Registered: 09/30/99
Posts: 5910
Loc: Houston, TX
Quote:
Originally posted by Charles Reece:
"Here is why I can't agree - books that comment on or deconstruct can never offer the same satisfactions as an "unaware" books further it would be an error to make this a dichotomy based on the rigor of critique(the authorial one)."

This is wrong as it ignores the virtue of genre that can't be had in non-genre "serious" or "high" art, namely the necessarily conscious connection of each individual genre work to the category in which belongs. A genre work is necessarily a self-reflexive work that demands of its audience an appreciation of the criteria which place the work within the genre to begin with. A genre aficionado who doesn't understand this is usually the type who confuses genre rules for reality -- a fanboy, in other words. Funny thing is, you implicitly agree with those snobbish critics who would dismiss genre out-of-hand simply because of its concerns with an established structure. The significance of a genre work is in direct correlation with how innovative it is in connecting with and developing and commenting on the tradition in which it is explicitly a part, not how much it conforms with or critiques reality. What Dean's list clearly shows is a taste for quality genre works that keep the genre alive, not (as you and, your supposed foes, the snobbish critics, would have it) an acknowledgement that superheroes are a dead genre, where any appreciation would be a matter of necrophagia.

Fact is, the "genre" was self-reflexive long before there was ever a "modern" to which "postmodernists" could react.

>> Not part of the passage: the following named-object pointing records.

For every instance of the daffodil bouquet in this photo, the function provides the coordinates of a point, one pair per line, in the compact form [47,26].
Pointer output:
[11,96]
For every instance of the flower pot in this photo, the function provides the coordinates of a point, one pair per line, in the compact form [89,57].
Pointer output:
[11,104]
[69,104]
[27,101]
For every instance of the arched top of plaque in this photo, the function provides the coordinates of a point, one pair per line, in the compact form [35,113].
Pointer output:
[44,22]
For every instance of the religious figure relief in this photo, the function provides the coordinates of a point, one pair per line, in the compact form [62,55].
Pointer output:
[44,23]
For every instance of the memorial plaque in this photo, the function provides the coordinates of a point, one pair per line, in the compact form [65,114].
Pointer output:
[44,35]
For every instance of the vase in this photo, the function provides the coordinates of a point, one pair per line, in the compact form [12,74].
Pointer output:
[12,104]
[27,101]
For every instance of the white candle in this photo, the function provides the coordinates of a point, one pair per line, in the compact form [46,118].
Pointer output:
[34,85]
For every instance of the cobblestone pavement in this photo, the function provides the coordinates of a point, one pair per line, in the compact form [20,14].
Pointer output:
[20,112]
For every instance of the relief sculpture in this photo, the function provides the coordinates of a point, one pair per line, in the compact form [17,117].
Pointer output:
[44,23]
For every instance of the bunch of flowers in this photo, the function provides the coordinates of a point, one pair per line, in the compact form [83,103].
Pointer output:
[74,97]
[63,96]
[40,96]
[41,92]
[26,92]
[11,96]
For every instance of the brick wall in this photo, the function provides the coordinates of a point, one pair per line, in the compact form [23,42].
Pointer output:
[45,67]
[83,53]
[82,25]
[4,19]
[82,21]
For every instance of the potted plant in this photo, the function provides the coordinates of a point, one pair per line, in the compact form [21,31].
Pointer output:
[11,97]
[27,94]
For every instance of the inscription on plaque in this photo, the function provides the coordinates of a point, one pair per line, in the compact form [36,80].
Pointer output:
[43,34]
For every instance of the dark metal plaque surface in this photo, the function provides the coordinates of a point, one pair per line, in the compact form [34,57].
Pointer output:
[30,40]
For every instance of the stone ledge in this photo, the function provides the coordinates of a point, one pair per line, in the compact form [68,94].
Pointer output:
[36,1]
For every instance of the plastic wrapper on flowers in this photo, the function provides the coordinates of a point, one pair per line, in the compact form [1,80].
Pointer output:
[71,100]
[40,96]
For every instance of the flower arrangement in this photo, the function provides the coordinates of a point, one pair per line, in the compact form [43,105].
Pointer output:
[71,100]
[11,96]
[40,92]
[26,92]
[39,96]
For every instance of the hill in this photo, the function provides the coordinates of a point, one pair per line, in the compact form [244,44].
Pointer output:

I agree that genre is self-reflexive but there's a matter of degree that separates the sort of genre-work that X-height was calling "unreflexive" from the type that is more obvious about its reflexivity. To take just two of his examples, I would agree that NEW TEEN TITANS is less reflexive than THE DARK KNIGHT RETURNS because the former is more concerned with giving the readers the sense of an endless text that, like the Energizer Bunny, just keeps going and going, regardless of whether the originators stick with it. Or, if it seems unfair to draw comparisons between an ongoing series and a limited one, I for one have never been able to get into PLANETARY because it seems too bloody self-conscious. In X-height's terms, it's not "unaware" enough for me.